I assume you have the gene cloned in an expression vector and have a functional assay established to access its activity. You could use site-directed mutagenesis but it may be too much work and too many sites to test. And worst of all, you may end up not finding the most critical or all of the critical residues of the protein, if any. Random mutagenesis would allow you to create a mutant library blindly and screen for the mutants that show varied activity. Subsequently you would sequence those that show interesting activities, be it loss or gain of function, to see which residues might be critical to the function of the protein.


For random mutagenesis, you could use error-prone PCR-based method to create the mutant library, which involves the use of mutagenic PCR to amplify the gene, cut and paste back into the vector for expression. However, if the gene is large this method is very inefficient and the mutant library is often not fully representative.


We have a new random mutagenesis reagent kit and method, AquaMutant, which is chemical-based. You may either soak your cut out gene with AquaMutant to introduce random mutations or you may treat the amplified PCR product with AquaMutant to introduce random mutations. The mutation rate can be varied and controlled by the concentration of AquaMutant (from 1-100%) and the exposure time (from 1-30 min). Subsequently you would clone the mutated gene back into the expression vector.

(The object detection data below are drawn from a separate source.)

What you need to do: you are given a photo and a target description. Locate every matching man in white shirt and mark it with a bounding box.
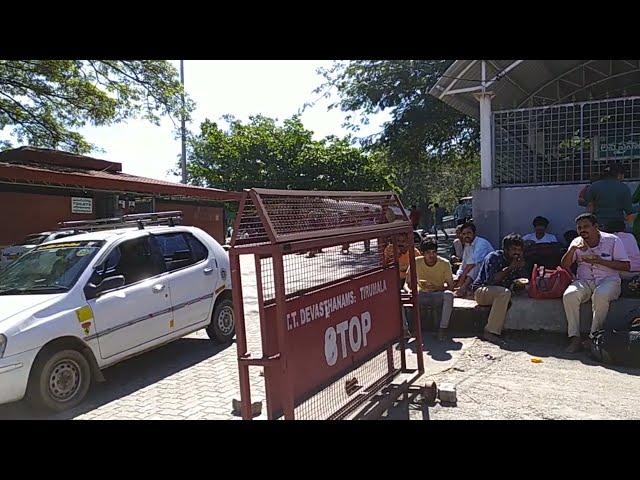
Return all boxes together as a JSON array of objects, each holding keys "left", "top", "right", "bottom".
[
  {"left": 562, "top": 213, "right": 631, "bottom": 353},
  {"left": 455, "top": 222, "right": 494, "bottom": 297},
  {"left": 522, "top": 216, "right": 558, "bottom": 243}
]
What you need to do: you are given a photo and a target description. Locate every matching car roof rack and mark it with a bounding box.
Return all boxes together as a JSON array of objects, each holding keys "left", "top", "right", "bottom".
[{"left": 58, "top": 211, "right": 182, "bottom": 232}]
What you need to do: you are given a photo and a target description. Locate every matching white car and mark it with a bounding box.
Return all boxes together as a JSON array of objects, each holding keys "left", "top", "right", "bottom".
[
  {"left": 0, "top": 226, "right": 235, "bottom": 411},
  {"left": 0, "top": 230, "right": 84, "bottom": 269}
]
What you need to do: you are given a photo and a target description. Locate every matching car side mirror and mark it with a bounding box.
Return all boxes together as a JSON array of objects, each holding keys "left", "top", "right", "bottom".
[{"left": 84, "top": 275, "right": 125, "bottom": 300}]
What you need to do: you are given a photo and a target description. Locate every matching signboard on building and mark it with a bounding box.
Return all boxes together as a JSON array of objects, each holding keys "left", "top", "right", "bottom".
[
  {"left": 596, "top": 138, "right": 640, "bottom": 160},
  {"left": 71, "top": 197, "right": 93, "bottom": 213}
]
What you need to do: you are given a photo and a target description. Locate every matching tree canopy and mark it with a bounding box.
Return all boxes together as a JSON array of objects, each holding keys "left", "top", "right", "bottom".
[{"left": 0, "top": 60, "right": 193, "bottom": 153}]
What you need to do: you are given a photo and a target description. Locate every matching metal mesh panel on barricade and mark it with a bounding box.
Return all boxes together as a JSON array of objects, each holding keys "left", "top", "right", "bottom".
[{"left": 230, "top": 189, "right": 423, "bottom": 418}]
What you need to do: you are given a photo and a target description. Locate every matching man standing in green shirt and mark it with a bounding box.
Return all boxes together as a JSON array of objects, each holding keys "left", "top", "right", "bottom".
[{"left": 584, "top": 164, "right": 633, "bottom": 233}]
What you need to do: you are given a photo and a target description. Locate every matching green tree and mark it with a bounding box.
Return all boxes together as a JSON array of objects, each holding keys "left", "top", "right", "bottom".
[
  {"left": 316, "top": 60, "right": 480, "bottom": 209},
  {"left": 188, "top": 115, "right": 393, "bottom": 190},
  {"left": 0, "top": 60, "right": 194, "bottom": 153}
]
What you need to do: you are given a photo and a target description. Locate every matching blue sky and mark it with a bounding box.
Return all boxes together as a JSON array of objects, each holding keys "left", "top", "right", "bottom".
[{"left": 61, "top": 60, "right": 388, "bottom": 181}]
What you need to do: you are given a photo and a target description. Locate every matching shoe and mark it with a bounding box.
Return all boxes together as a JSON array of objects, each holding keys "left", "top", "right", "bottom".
[{"left": 565, "top": 337, "right": 582, "bottom": 353}]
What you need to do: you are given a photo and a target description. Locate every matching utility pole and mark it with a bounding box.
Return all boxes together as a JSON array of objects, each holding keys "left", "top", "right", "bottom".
[{"left": 180, "top": 60, "right": 187, "bottom": 184}]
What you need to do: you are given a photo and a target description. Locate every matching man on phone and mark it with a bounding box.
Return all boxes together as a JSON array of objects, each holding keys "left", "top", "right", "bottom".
[
  {"left": 561, "top": 213, "right": 631, "bottom": 353},
  {"left": 471, "top": 233, "right": 529, "bottom": 342}
]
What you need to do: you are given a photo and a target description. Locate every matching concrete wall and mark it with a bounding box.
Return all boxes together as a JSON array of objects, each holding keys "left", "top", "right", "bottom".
[{"left": 473, "top": 181, "right": 639, "bottom": 248}]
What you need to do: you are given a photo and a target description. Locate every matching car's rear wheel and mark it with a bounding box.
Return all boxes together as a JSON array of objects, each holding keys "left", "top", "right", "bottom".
[
  {"left": 27, "top": 350, "right": 91, "bottom": 412},
  {"left": 207, "top": 299, "right": 236, "bottom": 344}
]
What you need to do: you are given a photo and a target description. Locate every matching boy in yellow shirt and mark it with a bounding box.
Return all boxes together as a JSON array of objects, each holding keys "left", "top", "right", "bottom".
[{"left": 407, "top": 238, "right": 453, "bottom": 340}]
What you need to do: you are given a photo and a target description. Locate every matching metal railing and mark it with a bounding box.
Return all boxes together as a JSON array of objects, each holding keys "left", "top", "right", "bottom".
[{"left": 492, "top": 97, "right": 640, "bottom": 186}]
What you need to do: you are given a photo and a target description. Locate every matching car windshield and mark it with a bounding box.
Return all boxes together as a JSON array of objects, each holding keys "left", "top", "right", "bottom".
[
  {"left": 16, "top": 233, "right": 49, "bottom": 245},
  {"left": 0, "top": 241, "right": 104, "bottom": 295}
]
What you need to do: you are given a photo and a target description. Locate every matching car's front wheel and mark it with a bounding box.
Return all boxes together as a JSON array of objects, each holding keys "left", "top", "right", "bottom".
[
  {"left": 207, "top": 299, "right": 236, "bottom": 344},
  {"left": 27, "top": 350, "right": 91, "bottom": 412}
]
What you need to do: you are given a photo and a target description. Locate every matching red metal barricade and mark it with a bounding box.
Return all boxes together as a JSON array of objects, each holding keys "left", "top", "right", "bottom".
[{"left": 229, "top": 189, "right": 424, "bottom": 419}]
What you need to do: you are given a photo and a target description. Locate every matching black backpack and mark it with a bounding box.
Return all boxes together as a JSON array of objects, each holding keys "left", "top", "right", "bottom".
[{"left": 591, "top": 308, "right": 640, "bottom": 368}]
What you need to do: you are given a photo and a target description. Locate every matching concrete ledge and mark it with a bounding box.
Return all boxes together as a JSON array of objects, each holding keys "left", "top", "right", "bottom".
[
  {"left": 505, "top": 296, "right": 640, "bottom": 333},
  {"left": 412, "top": 295, "right": 640, "bottom": 333}
]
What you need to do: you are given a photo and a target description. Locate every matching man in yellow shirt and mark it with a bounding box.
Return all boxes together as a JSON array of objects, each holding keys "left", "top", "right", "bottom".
[{"left": 407, "top": 238, "right": 453, "bottom": 340}]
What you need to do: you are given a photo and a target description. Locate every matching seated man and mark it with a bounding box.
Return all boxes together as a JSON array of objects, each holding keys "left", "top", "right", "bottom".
[
  {"left": 407, "top": 238, "right": 453, "bottom": 340},
  {"left": 456, "top": 222, "right": 493, "bottom": 297},
  {"left": 471, "top": 233, "right": 527, "bottom": 342},
  {"left": 614, "top": 232, "right": 640, "bottom": 280},
  {"left": 562, "top": 213, "right": 630, "bottom": 353},
  {"left": 522, "top": 216, "right": 558, "bottom": 243}
]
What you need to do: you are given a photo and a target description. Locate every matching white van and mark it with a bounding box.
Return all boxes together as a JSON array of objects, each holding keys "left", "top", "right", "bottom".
[{"left": 0, "top": 214, "right": 235, "bottom": 411}]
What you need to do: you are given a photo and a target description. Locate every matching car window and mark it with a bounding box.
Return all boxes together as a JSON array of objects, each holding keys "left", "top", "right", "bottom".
[
  {"left": 91, "top": 237, "right": 166, "bottom": 286},
  {"left": 0, "top": 241, "right": 103, "bottom": 294},
  {"left": 16, "top": 235, "right": 48, "bottom": 245},
  {"left": 154, "top": 232, "right": 201, "bottom": 272},
  {"left": 185, "top": 233, "right": 209, "bottom": 263}
]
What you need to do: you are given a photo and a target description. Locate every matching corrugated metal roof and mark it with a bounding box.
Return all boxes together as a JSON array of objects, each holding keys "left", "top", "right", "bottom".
[
  {"left": 0, "top": 149, "right": 240, "bottom": 201},
  {"left": 429, "top": 60, "right": 640, "bottom": 118}
]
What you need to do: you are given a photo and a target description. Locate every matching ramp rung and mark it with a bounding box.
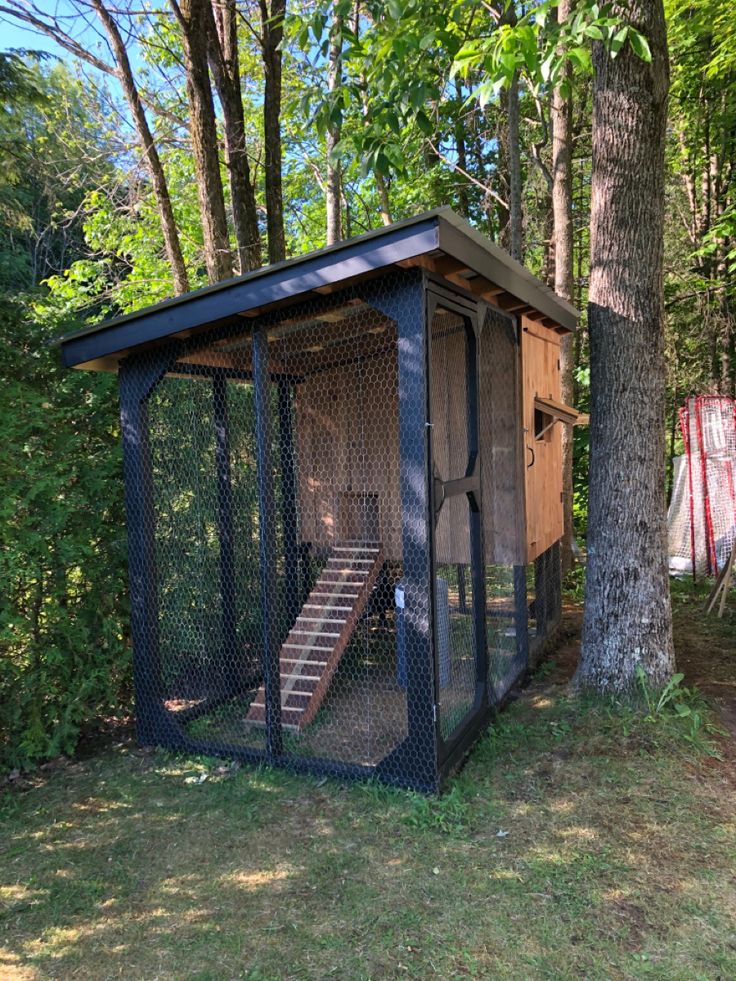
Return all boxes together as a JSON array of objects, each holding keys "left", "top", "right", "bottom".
[
  {"left": 292, "top": 617, "right": 348, "bottom": 632},
  {"left": 282, "top": 644, "right": 332, "bottom": 651},
  {"left": 281, "top": 657, "right": 327, "bottom": 668},
  {"left": 302, "top": 603, "right": 352, "bottom": 613},
  {"left": 284, "top": 632, "right": 340, "bottom": 650},
  {"left": 327, "top": 559, "right": 376, "bottom": 565},
  {"left": 332, "top": 545, "right": 381, "bottom": 553}
]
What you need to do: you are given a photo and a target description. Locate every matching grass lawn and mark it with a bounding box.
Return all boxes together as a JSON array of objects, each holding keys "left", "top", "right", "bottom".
[{"left": 0, "top": 586, "right": 736, "bottom": 981}]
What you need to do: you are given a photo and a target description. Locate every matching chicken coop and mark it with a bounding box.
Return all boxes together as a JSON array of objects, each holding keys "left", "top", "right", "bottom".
[{"left": 60, "top": 208, "right": 577, "bottom": 792}]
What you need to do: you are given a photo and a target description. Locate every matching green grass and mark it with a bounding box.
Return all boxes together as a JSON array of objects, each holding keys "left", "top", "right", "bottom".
[{"left": 0, "top": 593, "right": 736, "bottom": 981}]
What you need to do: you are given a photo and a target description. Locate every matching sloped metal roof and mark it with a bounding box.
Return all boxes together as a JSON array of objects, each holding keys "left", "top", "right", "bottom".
[{"left": 56, "top": 207, "right": 579, "bottom": 370}]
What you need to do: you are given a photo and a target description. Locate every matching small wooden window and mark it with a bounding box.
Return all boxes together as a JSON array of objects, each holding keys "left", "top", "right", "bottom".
[{"left": 534, "top": 409, "right": 555, "bottom": 440}]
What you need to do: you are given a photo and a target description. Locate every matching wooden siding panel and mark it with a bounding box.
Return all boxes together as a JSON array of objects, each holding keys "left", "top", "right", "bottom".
[{"left": 521, "top": 317, "right": 564, "bottom": 562}]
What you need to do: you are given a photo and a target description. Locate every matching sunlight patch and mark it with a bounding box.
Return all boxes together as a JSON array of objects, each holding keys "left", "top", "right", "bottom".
[{"left": 221, "top": 869, "right": 291, "bottom": 891}]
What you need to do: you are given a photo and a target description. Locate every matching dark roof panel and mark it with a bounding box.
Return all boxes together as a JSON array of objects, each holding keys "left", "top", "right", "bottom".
[{"left": 57, "top": 208, "right": 578, "bottom": 369}]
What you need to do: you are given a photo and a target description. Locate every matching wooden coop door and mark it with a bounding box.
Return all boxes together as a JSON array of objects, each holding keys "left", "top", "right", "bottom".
[{"left": 521, "top": 317, "right": 564, "bottom": 562}]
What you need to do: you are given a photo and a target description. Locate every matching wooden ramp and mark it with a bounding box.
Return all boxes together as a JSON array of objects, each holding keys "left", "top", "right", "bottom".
[{"left": 246, "top": 542, "right": 383, "bottom": 731}]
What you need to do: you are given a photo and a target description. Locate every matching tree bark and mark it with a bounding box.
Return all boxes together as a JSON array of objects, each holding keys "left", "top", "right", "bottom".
[
  {"left": 208, "top": 0, "right": 261, "bottom": 272},
  {"left": 576, "top": 0, "right": 675, "bottom": 694},
  {"left": 325, "top": 4, "right": 343, "bottom": 245},
  {"left": 552, "top": 0, "right": 575, "bottom": 576},
  {"left": 92, "top": 0, "right": 189, "bottom": 293},
  {"left": 259, "top": 0, "right": 286, "bottom": 262},
  {"left": 171, "top": 0, "right": 233, "bottom": 283}
]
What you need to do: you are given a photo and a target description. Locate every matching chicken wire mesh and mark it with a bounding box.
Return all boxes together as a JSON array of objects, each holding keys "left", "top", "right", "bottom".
[{"left": 120, "top": 272, "right": 527, "bottom": 789}]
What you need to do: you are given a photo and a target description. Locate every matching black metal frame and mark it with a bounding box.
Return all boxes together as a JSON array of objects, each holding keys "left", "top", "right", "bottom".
[{"left": 120, "top": 269, "right": 560, "bottom": 792}]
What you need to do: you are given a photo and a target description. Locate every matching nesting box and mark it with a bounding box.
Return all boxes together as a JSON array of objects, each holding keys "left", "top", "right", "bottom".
[{"left": 60, "top": 209, "right": 577, "bottom": 791}]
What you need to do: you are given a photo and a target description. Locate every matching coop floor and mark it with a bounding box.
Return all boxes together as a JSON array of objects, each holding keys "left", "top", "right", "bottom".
[{"left": 168, "top": 613, "right": 515, "bottom": 767}]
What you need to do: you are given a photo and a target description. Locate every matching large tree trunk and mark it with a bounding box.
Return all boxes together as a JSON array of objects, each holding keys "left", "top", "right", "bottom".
[
  {"left": 552, "top": 0, "right": 575, "bottom": 575},
  {"left": 92, "top": 0, "right": 189, "bottom": 293},
  {"left": 209, "top": 0, "right": 261, "bottom": 272},
  {"left": 171, "top": 0, "right": 233, "bottom": 283},
  {"left": 576, "top": 0, "right": 674, "bottom": 693},
  {"left": 259, "top": 0, "right": 286, "bottom": 262},
  {"left": 325, "top": 4, "right": 343, "bottom": 245}
]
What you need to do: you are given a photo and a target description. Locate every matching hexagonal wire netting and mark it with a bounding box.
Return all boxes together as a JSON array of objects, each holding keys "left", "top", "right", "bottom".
[{"left": 121, "top": 272, "right": 556, "bottom": 789}]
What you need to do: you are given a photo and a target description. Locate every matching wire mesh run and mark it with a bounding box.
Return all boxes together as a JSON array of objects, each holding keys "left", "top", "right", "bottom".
[{"left": 120, "top": 270, "right": 552, "bottom": 790}]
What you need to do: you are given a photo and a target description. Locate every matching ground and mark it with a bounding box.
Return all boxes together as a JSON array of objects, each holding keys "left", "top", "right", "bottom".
[{"left": 0, "top": 585, "right": 736, "bottom": 981}]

If you hate the cutting/pasting cloning workload, which can be time-consuming and frustrating, you could try simply soak the isolated plasmid DNA directly in AquaMutant to get the mutant library. Of course, you would have mutants with mutations in the plasmid other then the gene of interest and you would lose mutants with mutations in the antibiotic resistance gene or origin of replication, but you can still get a library that is more than large enough and fully represented due to the use of micrograms of plasmid DNA for the random mutagenesis.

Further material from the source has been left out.